When we reconvened, Ivan stood up and in his most dramatic posture said: “I believe in God, the Father Almighty, Creator of Heaven and earth….” and proceeded with the Creed. The audience, composed of Baltimore- Washington Beltway secular professionals, was dumbfounded. So was I!
Another time, after a lunch, I told Ivan I was still thinking about what he had said concerning the education of ministers (priests) of the Gospel. “Me, too,” he said, and handed me some pages he had written during the night, a remarkable document that beautifully complemented an earlier essay, “The Vanishing Clergyman.”
A year or two ago, I complained about his lectures at the University of Bremen. “Speak out more explicitly, no one has a clue to what you’re saying,” I charged, referring to his apophatic mode of presentation. He quietly answered, “those who have ears to hear will hear.”
Ivan worked out a critique of the technological, systemic, bureaucratic, committed to growth and progress, disembedded thrust of modernity. As he saw so well, massive indoctrination affects us all, inculcating expectations to be fulfilled through packages, preferably delivered by institutions. In my estimation, his judgement is devasting. True, I was a dear friend, not a disinterested observer, but any literate person can test my opinion through a careful and slow reading of his texts.

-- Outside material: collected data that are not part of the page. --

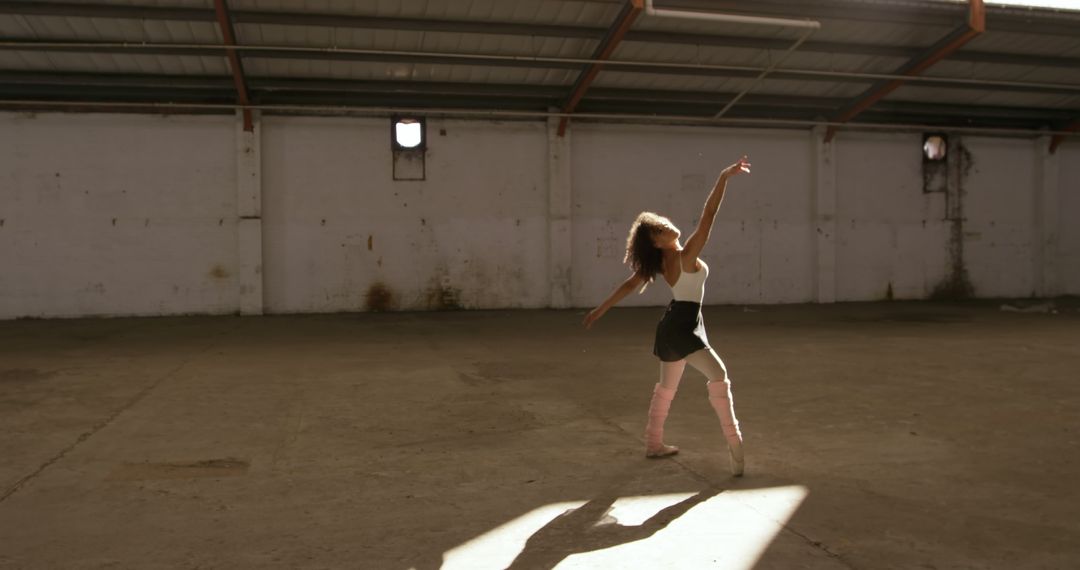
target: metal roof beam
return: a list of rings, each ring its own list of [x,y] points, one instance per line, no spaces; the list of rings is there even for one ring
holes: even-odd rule
[[[204,95],[222,96],[231,91],[232,80],[228,76],[185,76],[153,74],[93,74],[93,73],[41,73],[8,71],[0,72],[0,97],[43,96],[63,97],[73,94],[104,94],[134,91],[142,96],[155,95],[159,100],[192,98]],[[289,77],[249,78],[248,87],[259,96],[273,97],[287,94],[293,99],[317,97],[320,100],[344,101],[344,98],[427,96],[429,105],[438,104],[439,97],[475,97],[484,101],[511,100],[539,101],[552,105],[565,95],[565,88],[558,86],[532,86],[527,84],[478,84],[462,82],[428,81],[381,81],[355,79],[297,79]],[[675,106],[697,106],[702,109],[715,107],[718,102],[730,100],[735,93],[713,91],[684,91],[659,89],[624,89],[593,87],[579,107],[599,105],[661,105],[665,109]],[[227,97],[225,97],[227,98]],[[785,96],[749,94],[743,103],[755,109],[801,109],[812,116],[835,109],[845,99],[836,97]],[[545,106],[546,108],[546,106]],[[1039,121],[1046,125],[1072,120],[1075,111],[1068,109],[1045,109],[1001,106],[969,106],[952,104],[926,104],[906,101],[883,101],[867,111],[873,116],[950,116],[964,120],[1021,118]],[[811,118],[812,118],[811,116]]]
[[[232,89],[229,76],[157,75],[130,73],[53,73],[45,71],[0,71],[0,86],[41,85],[71,87],[125,86],[174,87],[177,89]]]
[[[236,31],[233,30],[232,19],[229,17],[229,5],[225,0],[214,0],[214,11],[217,14],[218,26],[221,28],[221,39],[227,46],[236,45]],[[226,57],[229,59],[229,68],[232,69],[233,83],[236,85],[236,94],[241,105],[244,105],[244,130],[252,132],[255,123],[251,118],[251,109],[246,107],[251,104],[248,98],[247,81],[244,78],[244,64],[240,61],[240,53],[237,50],[227,50]]]
[[[802,6],[802,5],[800,5]],[[773,10],[776,14],[790,15],[795,7],[786,11]],[[756,8],[755,8],[756,10]],[[745,5],[743,6],[745,11]],[[830,12],[831,13],[831,12]],[[86,18],[114,18],[164,21],[202,21],[213,23],[216,16],[208,10],[191,8],[159,8],[144,6],[118,6],[75,4],[70,2],[16,2],[0,0],[0,14],[67,16]],[[599,40],[604,37],[604,28],[587,26],[522,24],[515,22],[475,22],[466,20],[433,20],[423,18],[373,17],[337,14],[313,14],[294,12],[255,12],[232,10],[233,21],[237,24],[274,24],[283,26],[340,27],[356,29],[410,30],[450,33],[496,34],[510,36],[541,36],[559,38],[578,38]],[[989,16],[988,16],[989,17]],[[991,20],[994,29],[1008,31],[1008,24]],[[1052,25],[1053,22],[1028,22],[1025,31],[1032,33],[1033,26]],[[1080,24],[1068,28],[1070,34],[1080,35]],[[1015,31],[1015,30],[1014,30]],[[1035,32],[1039,33],[1039,32]],[[652,30],[630,30],[623,38],[625,42],[669,43],[676,45],[705,45],[717,47],[741,47],[749,49],[787,49],[788,40],[762,37],[727,36],[713,34],[692,34],[663,32]],[[922,48],[911,46],[862,44],[847,42],[807,41],[799,48],[805,52],[844,53],[856,55],[878,55],[911,59],[917,57]],[[995,53],[963,50],[949,55],[948,59],[976,63],[1006,63],[1042,67],[1066,67],[1075,69],[1080,66],[1080,58],[1059,57],[1052,55],[1029,55]]]
[[[302,59],[316,61],[364,61],[381,63],[426,63],[432,65],[475,65],[496,66],[522,69],[562,69],[580,70],[583,63],[593,63],[588,58],[545,58],[498,55],[450,54],[450,53],[409,53],[379,52],[378,50],[337,50],[333,48],[312,48],[300,50],[281,46],[237,46],[248,58],[265,59]],[[137,55],[196,55],[222,57],[228,51],[225,46],[183,45],[173,47],[169,44],[117,44],[108,42],[51,42],[40,40],[10,40],[0,38],[0,50],[56,51],[72,53],[127,53]],[[743,66],[711,66],[708,64],[665,64],[652,62],[607,61],[609,71],[625,73],[651,73],[658,75],[683,75],[699,77],[756,77],[762,68]],[[1074,95],[1080,92],[1080,85],[1062,83],[1031,83],[1018,81],[993,81],[969,78],[928,78],[904,77],[895,74],[846,73],[834,71],[782,69],[774,71],[773,79],[817,81],[824,83],[872,83],[875,80],[903,79],[917,81],[922,87],[942,89],[993,88],[998,91],[1017,93],[1049,93]]]
[[[939,40],[936,44],[930,46],[925,54],[900,66],[894,74],[911,76],[919,75],[932,67],[935,63],[944,59],[950,53],[960,49],[961,46],[984,31],[986,31],[986,10],[983,7],[982,0],[968,0],[967,20],[961,26]],[[877,103],[889,93],[897,90],[904,83],[905,81],[903,79],[890,79],[888,81],[877,82],[873,87],[848,105],[845,110],[840,112],[834,121],[846,123],[854,119],[859,113],[869,109],[874,103]],[[835,135],[836,127],[830,126],[825,131],[825,142],[832,141]]]
[[[595,1],[595,0],[593,0]],[[622,0],[615,0],[622,1]],[[606,2],[613,3],[613,2]],[[759,16],[778,17],[816,17],[838,20],[861,20],[889,23],[908,23],[917,25],[939,25],[952,27],[958,16],[964,13],[964,7],[958,3],[940,1],[908,1],[896,3],[865,2],[855,0],[756,0],[751,9],[748,3],[739,0],[662,0],[663,8],[683,8],[705,11],[741,12]],[[139,20],[180,20],[214,22],[213,12],[198,8],[162,8],[151,6],[123,6],[113,4],[85,4],[81,2],[52,2],[2,0],[0,13],[72,16],[89,18],[129,18]],[[352,16],[346,14],[313,14],[296,12],[260,12],[234,11],[237,23],[267,23],[282,25],[327,25],[333,27],[396,27],[399,25],[424,25],[431,31],[439,31],[439,20],[413,20],[408,18],[381,18]],[[1061,10],[1034,10],[1030,8],[989,6],[987,19],[994,30],[1031,34],[1080,35],[1080,14]],[[323,24],[314,22],[322,21]],[[456,26],[469,24],[475,26],[477,33],[499,33],[484,31],[493,26],[498,28],[511,24],[495,22],[446,21],[444,31],[463,31]],[[567,26],[537,26],[533,24],[515,24],[521,35],[563,35],[584,34],[576,37],[598,39],[603,37],[602,28],[581,28]],[[548,28],[548,31],[544,31]],[[398,28],[402,29],[402,28]],[[507,28],[509,29],[509,28]],[[576,32],[574,30],[577,30]],[[565,36],[575,37],[575,36]]]
[[[197,8],[161,8],[149,6],[120,6],[112,4],[81,4],[75,2],[0,1],[0,14],[22,16],[61,16],[69,18],[105,18],[120,20],[171,20],[179,22],[215,22],[210,10]]]
[[[1077,131],[1080,131],[1080,119],[1065,125],[1059,130],[1069,133],[1075,133]],[[1061,143],[1063,142],[1065,142],[1065,135],[1054,135],[1054,137],[1050,139],[1050,154],[1054,154],[1055,152],[1057,152],[1058,147],[1061,146]]]
[[[611,27],[608,28],[604,39],[600,41],[600,45],[596,46],[596,50],[593,51],[592,59],[602,61],[610,58],[611,54],[615,53],[615,48],[619,46],[619,42],[626,36],[626,32],[630,30],[630,26],[634,25],[634,20],[641,14],[644,7],[642,0],[627,0],[623,4],[622,10],[619,10],[619,15],[616,16],[615,21],[611,23]],[[581,102],[581,98],[585,96],[585,91],[589,89],[596,76],[600,74],[600,69],[602,69],[602,65],[596,62],[590,63],[581,71],[577,80],[574,81],[570,95],[567,96],[566,101],[563,103],[563,113],[574,112],[578,103]],[[567,117],[559,120],[560,137],[566,134],[566,123],[568,121]]]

In the final years of his life, Ivan reached for a perspective far beyond the conventional sense of his books, searching for the words to express both his faith in the Incarnation and his dismay at the ‘modern’ gutting of the possibility of faith in its truth. One can detect this attempt in three published pieces: his speech, “The Cultivation of Conspiracy”, Barbara Duden’s essay, The Quest for Past Somatics” (in The Challenges of Ivan Illich, Hoinacki and Mitcham, eds.), and the CBC interview, “The Corruption of Christianity.” This last text is flawed, evidencing the mounting pain endured by Ivan Illich in his last years. David Cayley is now working on the transcripts to bring out a more faithful document.)

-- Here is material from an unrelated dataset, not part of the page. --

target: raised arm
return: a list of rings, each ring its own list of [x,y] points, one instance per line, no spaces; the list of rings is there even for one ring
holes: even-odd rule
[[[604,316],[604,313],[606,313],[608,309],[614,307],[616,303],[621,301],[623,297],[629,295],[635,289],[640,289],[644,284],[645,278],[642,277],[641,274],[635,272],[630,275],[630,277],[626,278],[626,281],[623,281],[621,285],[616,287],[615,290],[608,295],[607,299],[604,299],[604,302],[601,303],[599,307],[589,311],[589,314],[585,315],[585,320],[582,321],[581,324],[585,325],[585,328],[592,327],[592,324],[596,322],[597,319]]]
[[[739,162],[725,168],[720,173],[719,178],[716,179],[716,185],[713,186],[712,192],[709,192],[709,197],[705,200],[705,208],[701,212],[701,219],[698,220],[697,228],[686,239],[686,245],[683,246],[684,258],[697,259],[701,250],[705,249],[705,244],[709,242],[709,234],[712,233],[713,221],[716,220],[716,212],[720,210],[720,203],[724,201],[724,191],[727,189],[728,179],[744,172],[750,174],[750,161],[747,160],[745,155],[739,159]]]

Refusing allopathic medical attention for the expanding tumor on the side of his face, Ivan chose to live in Suffering. He had strongly criticized the medical system in Medical Nemesis and subsequent writings. But he was even more concerned about the insatiable desire of people for a medical “fix.” He came to believe that the principal pathogen of our time is the grossly exaggerated “pursuit of health.” In his life and death I see a lovely threefold congruence: his life reflected his writings, and his faith gave us a testimony to both.

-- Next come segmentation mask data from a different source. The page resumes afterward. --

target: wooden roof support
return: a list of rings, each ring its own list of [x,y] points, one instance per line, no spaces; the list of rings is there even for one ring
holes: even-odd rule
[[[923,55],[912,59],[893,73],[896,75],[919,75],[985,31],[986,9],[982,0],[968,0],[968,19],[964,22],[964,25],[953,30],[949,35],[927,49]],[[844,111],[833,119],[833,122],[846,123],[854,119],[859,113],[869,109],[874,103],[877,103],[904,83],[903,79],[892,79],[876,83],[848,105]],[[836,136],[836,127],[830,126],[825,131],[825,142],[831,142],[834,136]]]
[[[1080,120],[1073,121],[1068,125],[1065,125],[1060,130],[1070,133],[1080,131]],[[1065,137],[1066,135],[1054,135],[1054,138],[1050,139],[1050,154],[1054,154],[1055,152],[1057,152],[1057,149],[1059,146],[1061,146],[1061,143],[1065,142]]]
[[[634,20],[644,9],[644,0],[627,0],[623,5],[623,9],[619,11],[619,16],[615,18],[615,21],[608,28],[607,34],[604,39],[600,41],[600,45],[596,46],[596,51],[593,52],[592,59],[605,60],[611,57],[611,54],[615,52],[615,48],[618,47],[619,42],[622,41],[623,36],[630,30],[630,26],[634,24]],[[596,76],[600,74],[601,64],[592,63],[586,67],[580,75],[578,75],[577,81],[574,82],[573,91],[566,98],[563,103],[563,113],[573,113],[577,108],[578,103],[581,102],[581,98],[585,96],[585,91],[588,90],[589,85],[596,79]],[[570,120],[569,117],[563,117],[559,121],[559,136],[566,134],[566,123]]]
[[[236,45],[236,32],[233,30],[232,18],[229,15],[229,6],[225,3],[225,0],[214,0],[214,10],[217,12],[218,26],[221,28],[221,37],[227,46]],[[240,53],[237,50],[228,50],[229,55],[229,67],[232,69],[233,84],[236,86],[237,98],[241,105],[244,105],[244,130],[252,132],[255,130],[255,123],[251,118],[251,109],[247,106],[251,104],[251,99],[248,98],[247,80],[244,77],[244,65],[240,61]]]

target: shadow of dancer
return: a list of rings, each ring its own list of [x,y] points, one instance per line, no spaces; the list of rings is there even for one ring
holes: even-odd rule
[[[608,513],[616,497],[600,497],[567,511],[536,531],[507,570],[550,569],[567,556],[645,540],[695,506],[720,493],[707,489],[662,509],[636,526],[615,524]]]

On December 2, 2002, with a young student, he discussed a seminar he had organized for the following weekend. After the student left he lay down on a futon in the living room of his “home” in Bremen. Some minutes later a friend found him dead.
A crowd of people almost filled the large Church of St Johann for the funeral. The historical record reveals that the death of Church faithful is sometimes accompanied by unusual events. I witnessed three such happenings, actions for which my notion of causality could not account. They were similar to the mode of lvan Illich’s rhetoric perhaps ambiguous, movements perhaps discernable only to someone who has eyes to see, that is, to someone whose eyes have been opened.